To test it, the researchers started with orchestra recordings, which have a fairly uniform look on a spectrogram. Then, they added short recordings of birds chirping, cows mooing, motorcycles revving their engines, and even Pacman dying.
The timeliner makes those unexpected sounds more visually prominent by using research about what grabs human attention visually. To see a video demonstrating the timeliner, click here.
“What's grabbing your eye is a bright pattern,” Goudeseune said, referring to spikes that show a robin chirping over the orchestra. “It’s kind of angular and spikey. It looks different than what's around it.”
They demonstrated the timeliner at the 2011 Beckman Institute Open House, and found the average visitor used it to find animal noises in a recording three times faster than if they were just listening. Even 6-, 7-, and 8-year-olds found the unusual sounds with ease.
Then, they added the results of Bernhardt-Walther and Huang’s research about what sparks human attention, visually. Their study was on salience, or signal features that draw human attention.

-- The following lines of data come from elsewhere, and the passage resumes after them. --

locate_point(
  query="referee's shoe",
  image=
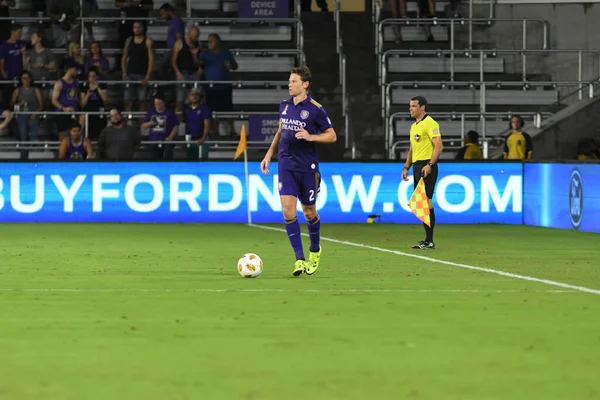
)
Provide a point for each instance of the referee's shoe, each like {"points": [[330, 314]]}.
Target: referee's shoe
{"points": [[424, 245]]}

They modified the spectrogram display so that acoustically unusual sounds are more visually salient, while all other sounds are more or less grayed out. Huang’s student, Kai-Hsiang Lin, named this display the “Saliency-Enhanced Spectrogram.”
Study participants were given eight minutes to find video-game sound effects with in an 80-minute recorded conversation. Those using the saliency-enhanced spectrogram were able to find 70 percent of the embedded recordings, while those using a regular spectrogram were only able to find 35 percent.
Hasegawa-Johnson said that humans might be able to detect unusual sounds if an audio recording is sped up two or three times its normal rate.
“But after that, you start to miss things,” he said.
Goudeseune’s next step will be to create a way to use his program to visualize up to 100 recordings at a time. He’s also found a way to visualize geotagged audio recordings to show unusual sounds recorded with thousands of microphones over a specific area.
Hasegawa-Johnson said he wants to use this research to improve speech recognition algorithms, with the ultimate goal to allow humans to pick out acoustically notable changes in audio for quick transcription.
He said his group’s research on attention-getting audio combines the strengths of humans, who are accurate but not very fast, and computers, which can process hours of audio data quickly.
“Some tasks are best done by a machine, some are best done by a human,” he said, “but a human and a machine working together is usually the best solution.”